Depth Up-Scaling
The SOLAR10.7B paper introduces Depth Up-Scaling (DUS) as a competitor to mixture-of-experts (MoE). It is based on a simple idea: take an existing model, double its layers, and continuously pretrain it so it gives better results. The problem lays in the concatenation of the last layer of the original model with the first layer of its duplicate. The “layer distance” is greater than 1 at the seam where the two models meet. To make it easier for the resulting model to be continuously pretrained, the authors remove the final \(m\) layers of the original model and the initial \(m\) layers of the duplicate.

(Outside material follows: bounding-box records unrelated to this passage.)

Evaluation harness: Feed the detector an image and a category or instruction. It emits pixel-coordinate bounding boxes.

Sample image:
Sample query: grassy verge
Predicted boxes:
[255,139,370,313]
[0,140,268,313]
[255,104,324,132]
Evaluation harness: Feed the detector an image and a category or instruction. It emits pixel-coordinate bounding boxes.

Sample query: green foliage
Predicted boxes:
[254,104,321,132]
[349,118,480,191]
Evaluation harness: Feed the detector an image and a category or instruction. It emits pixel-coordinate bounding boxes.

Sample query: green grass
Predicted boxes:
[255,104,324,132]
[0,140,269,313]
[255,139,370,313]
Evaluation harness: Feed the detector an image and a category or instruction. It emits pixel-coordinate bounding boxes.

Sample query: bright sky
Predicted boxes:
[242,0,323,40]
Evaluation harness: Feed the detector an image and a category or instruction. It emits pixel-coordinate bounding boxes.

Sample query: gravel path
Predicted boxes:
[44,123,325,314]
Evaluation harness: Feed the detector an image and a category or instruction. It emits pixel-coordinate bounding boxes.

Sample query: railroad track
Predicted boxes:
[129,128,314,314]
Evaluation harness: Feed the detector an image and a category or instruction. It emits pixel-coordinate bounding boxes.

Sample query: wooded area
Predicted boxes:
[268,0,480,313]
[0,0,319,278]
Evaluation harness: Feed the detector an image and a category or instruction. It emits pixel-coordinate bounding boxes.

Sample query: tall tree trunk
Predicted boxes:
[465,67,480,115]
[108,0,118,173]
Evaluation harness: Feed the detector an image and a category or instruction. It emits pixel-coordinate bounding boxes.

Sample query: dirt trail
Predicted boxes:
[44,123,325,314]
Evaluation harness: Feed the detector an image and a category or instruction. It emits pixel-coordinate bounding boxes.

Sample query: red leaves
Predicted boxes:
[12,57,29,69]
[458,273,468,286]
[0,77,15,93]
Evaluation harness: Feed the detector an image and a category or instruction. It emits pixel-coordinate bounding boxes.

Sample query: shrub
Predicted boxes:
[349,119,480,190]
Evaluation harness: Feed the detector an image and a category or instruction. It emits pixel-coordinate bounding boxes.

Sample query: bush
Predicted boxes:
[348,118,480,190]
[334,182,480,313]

Using this techinque, after the concatenation, the model suffers an initial performance drop, but rapidly recovers during the coninued pretraining phase.
Although the authors don’t mention it, removing the inital and final layers makes sense from a mechanistic interpretability point of view (see the transformer circuits thread from Anthropic), given that the first and final layers have specialized tasks.
The authors use Mistal 7B, with a 32-layer Llama 2 architecture, as their base model. They take \(m=8\), so that the resulting model has \(2*(32-8)=48\) layers. They do not try other options for $m$, so there surely will be improvements to the method in the near future.
Nous Research has already trained a Hermes 2 model on top of SOLAR10.7B, and it seems to work really well.